Alexandre Jevakhoff, historien, économiste et haut fonctionnaire français, Paris
Il est connu en France grâce à sa carrière politique. Ancien élève d’HEC, de Sciences Po Paris et de l’ENA, Alexandre Jevakhoff a commencé son parcours professionnel en tant qu’inspecteur des finances en 1981, puis a travaillé dans les ministères de la Défense, de l’Intérieur, de la Justice et des Affaires étrangères. D’origine russe, il est président de l’association internationale Cercle de la Marine impériale.
Archives personnelles
« Mes deux grands-pères ont quitté la Russie avec Wrangel [commandant en chef des Armées blanches du Sud durant la guerre civile russe] en novembre 1920 », relate-t-il. En arrivant à Constantinople, des milliers d’émigrés blancs se retrouvèrent sous la protection du gouvernement français pendant quelques mois. « Plus tard, la France a fait appel aux autres pays pour accueillir les émigrés russes. Cet appel n’a pourtant pas reçu de réponse positive de la part des pays interrogés, sauf le Brésil qui avait accepté d’accueillir mille réfugiés ». Cependant, de nombreux émigrés russes ont décidé de se réfugier dans l’Hexagone, car la plupart des représentants de la noblesse tsariste parlaient couramment français.
La famille Jevakhoff s’est installée dans une des places fortes de l’émigration blanche, Paris. Aujourd’hui, ce petit-fils de militaires de la marine impériale est marguillier de la cathédrale Alexandre Nevsky à Paris. Quant à son origine russe, il dit : « Pour moi c’est une question très facile. Je suis Français d’origine russe. Je ne suis pas d’accord avec ceux qui disent que j’ai deux patries. J’ai une seule patrie, un drapeau, un hymne national. Mais, malgré cela, je suis Russe et je suis orthodoxe ».
Ayant grandi dans une famille d’émigrés blancs, l’ancien inspecteur des finances avoue que sa langue maternelle est le russe. « J’ai commencé à parler français à l’âge de 7 ou 8 ans, car nous ne parlions que le russe à la maison, et ma famille a toujours cherché à préserver ses origines ».
Outre sa carrière de haut fonctionnaire en France, il exerce également l’activité d’écrivain.
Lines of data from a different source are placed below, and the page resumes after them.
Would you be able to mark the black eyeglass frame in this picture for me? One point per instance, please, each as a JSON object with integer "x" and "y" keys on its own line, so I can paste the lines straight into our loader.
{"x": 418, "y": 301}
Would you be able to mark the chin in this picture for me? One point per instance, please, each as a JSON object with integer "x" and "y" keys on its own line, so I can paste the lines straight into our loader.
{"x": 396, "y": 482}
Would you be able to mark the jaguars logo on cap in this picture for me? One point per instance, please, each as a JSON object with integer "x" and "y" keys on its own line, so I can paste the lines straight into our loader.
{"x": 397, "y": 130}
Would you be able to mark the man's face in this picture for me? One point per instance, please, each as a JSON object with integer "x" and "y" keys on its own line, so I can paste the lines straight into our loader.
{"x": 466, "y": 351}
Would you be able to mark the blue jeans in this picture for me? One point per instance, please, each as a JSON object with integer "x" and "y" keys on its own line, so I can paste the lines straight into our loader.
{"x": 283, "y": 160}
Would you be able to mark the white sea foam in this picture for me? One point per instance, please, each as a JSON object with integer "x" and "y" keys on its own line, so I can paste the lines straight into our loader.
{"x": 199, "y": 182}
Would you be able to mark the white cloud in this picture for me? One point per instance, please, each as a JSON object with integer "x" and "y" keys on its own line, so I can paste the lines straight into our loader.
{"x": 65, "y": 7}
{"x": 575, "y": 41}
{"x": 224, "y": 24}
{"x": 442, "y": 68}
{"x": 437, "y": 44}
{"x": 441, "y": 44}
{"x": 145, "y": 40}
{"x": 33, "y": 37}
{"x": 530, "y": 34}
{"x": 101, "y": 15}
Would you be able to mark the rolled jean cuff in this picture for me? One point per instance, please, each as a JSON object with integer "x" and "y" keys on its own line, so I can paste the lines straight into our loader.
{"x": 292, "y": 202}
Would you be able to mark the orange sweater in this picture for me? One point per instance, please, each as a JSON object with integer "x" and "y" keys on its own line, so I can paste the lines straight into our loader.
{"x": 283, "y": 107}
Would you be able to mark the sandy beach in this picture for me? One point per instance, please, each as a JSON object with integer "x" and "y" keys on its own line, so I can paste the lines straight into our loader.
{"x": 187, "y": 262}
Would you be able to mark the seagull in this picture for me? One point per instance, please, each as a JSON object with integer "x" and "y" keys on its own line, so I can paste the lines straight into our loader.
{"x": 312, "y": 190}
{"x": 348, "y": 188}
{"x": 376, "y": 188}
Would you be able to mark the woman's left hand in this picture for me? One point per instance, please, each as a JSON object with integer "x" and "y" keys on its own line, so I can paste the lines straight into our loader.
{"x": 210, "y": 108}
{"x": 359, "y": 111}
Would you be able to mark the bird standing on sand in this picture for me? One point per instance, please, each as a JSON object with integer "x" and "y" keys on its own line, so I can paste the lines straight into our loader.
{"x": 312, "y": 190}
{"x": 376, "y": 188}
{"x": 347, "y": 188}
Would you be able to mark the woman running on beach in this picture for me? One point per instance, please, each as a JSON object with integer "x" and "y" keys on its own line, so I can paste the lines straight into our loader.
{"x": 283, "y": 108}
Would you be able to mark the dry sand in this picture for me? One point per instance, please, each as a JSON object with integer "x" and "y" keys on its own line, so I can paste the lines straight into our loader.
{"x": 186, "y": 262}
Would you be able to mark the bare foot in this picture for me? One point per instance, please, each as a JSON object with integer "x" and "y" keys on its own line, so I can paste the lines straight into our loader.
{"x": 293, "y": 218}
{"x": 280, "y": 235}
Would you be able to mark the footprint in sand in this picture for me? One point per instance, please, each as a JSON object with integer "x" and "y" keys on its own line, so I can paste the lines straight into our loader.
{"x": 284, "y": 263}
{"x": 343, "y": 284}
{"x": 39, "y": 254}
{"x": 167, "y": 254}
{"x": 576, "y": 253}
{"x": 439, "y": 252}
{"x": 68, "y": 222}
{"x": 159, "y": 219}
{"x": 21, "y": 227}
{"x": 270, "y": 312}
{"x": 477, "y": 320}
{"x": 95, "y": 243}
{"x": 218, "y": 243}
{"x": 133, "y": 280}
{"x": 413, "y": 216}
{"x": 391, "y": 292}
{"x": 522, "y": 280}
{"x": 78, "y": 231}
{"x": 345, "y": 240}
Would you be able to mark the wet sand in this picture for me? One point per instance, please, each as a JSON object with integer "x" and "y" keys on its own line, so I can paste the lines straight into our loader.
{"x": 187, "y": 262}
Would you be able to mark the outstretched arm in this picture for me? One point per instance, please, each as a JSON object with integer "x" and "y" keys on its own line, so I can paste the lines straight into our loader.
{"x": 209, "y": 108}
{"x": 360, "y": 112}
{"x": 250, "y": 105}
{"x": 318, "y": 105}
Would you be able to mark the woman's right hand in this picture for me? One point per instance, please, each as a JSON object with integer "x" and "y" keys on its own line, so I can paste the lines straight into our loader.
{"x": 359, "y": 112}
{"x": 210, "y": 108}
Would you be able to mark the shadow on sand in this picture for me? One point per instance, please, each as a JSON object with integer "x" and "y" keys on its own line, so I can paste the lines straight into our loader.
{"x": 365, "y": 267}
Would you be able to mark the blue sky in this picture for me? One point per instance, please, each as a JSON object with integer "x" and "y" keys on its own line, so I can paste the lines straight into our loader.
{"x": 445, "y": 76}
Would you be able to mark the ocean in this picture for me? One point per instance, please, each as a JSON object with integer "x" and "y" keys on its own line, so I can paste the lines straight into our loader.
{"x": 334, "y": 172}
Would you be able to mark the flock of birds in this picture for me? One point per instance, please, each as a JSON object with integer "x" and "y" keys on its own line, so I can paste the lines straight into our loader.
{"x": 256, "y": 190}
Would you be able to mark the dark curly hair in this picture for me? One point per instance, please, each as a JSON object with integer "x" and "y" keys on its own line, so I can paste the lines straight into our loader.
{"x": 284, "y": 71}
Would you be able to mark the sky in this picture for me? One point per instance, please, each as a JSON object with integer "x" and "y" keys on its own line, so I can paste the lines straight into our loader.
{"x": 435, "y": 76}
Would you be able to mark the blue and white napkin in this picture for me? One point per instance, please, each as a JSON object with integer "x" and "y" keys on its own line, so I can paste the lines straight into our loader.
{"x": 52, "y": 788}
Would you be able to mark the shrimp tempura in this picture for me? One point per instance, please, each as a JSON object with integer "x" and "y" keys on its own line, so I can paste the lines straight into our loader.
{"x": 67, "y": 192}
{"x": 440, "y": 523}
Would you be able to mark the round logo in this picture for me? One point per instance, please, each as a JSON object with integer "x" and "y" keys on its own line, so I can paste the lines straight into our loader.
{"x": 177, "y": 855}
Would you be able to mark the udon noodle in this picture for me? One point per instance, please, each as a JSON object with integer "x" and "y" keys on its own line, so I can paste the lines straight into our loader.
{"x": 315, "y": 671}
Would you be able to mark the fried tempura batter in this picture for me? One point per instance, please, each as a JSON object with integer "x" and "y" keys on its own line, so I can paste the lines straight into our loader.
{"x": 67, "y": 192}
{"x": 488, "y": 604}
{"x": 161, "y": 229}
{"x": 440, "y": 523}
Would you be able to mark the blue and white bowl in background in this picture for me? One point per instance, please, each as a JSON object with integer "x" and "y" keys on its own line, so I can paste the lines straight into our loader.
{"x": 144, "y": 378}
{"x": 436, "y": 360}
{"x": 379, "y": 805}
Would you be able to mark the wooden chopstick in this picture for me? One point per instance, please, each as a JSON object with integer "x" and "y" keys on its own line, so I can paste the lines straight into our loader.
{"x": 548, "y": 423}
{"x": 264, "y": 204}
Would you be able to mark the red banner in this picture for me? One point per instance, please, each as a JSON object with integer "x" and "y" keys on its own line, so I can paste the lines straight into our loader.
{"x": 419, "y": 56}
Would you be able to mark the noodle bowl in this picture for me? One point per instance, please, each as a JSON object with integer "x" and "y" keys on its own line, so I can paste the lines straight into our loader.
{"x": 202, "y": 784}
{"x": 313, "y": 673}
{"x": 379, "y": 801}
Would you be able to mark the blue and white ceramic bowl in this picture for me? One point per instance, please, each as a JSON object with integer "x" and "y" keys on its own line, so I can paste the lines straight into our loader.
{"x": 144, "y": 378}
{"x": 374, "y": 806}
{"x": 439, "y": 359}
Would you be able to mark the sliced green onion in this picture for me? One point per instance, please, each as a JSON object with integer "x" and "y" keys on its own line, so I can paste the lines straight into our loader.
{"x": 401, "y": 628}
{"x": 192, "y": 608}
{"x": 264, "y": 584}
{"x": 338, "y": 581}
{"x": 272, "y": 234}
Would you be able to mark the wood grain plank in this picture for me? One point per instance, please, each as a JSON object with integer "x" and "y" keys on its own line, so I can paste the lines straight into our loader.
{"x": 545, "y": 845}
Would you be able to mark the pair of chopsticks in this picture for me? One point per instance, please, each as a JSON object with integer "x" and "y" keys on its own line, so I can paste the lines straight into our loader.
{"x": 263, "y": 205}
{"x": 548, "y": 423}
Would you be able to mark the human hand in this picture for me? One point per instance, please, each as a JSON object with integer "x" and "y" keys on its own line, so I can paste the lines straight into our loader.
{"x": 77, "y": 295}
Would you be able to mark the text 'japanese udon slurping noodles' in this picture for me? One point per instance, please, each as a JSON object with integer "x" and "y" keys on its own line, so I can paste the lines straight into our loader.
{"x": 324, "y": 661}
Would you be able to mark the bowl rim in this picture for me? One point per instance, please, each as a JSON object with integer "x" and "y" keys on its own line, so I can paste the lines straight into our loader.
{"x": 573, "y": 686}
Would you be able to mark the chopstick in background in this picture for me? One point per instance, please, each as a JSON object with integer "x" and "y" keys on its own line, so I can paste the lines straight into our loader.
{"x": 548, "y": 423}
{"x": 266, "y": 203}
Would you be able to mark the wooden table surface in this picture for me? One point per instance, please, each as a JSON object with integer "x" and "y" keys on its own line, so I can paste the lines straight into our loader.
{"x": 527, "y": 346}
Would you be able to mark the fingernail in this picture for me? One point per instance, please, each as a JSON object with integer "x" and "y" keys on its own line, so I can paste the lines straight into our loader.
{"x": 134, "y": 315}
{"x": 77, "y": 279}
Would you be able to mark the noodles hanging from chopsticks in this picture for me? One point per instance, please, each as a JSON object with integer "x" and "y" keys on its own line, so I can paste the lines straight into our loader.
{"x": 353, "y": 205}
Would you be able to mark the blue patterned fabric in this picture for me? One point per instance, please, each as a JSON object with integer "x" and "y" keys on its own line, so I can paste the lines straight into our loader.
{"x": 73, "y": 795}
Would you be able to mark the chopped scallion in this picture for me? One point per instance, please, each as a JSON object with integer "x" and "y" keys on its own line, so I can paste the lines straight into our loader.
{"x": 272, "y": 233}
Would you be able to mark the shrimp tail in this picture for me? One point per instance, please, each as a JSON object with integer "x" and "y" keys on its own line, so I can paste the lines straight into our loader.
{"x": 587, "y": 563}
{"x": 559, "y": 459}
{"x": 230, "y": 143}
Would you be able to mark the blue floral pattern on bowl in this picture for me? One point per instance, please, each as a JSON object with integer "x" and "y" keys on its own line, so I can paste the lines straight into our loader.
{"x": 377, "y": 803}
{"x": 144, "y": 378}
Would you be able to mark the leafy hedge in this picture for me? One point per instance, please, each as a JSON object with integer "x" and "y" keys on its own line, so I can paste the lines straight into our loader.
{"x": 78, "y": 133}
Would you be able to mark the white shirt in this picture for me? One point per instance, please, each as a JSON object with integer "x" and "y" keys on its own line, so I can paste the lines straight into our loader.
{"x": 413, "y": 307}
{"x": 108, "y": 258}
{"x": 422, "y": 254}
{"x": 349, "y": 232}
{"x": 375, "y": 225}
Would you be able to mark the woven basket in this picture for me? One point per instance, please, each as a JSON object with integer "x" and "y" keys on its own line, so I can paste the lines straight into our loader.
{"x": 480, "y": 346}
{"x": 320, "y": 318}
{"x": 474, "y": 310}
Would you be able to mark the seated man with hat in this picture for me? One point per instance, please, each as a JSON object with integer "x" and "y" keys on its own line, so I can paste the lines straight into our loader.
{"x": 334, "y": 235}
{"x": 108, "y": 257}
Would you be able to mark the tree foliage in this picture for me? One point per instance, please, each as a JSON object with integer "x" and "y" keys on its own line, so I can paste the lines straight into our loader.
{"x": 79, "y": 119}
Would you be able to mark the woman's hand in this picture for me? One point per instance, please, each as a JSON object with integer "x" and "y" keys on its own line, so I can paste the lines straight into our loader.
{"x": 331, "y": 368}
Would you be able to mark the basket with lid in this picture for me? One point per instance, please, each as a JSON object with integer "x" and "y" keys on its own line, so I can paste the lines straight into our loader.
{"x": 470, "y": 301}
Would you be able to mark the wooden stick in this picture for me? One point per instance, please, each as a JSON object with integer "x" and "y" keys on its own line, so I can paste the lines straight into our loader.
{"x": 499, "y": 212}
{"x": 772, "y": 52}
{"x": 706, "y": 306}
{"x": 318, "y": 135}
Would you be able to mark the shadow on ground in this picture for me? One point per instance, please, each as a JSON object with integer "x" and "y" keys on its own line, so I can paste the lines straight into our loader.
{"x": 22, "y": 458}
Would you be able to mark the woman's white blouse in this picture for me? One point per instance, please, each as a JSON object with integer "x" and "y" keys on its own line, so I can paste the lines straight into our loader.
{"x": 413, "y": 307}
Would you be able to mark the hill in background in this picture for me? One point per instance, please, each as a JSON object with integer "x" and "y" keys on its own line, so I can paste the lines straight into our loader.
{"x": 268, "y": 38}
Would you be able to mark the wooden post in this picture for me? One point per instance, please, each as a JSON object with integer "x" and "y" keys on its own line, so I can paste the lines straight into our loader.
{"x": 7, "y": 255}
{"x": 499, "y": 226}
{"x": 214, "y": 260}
Auteur de plusieurs livres, dont Les Russes blancs et La guerre civile russe, il décrit de nombreux événements méconnus jusqu’à présent et reconnaît que les parties des chroniques de l’émigration russe ignorées par de nombreux chercheurs sont, pour lui, d’une importance primordiale. « Issu de cette émigration russe, je suis naturellement resté très attaché à cette histoire que j’essaie de faire connaître aujourd’hui », confie-t-il.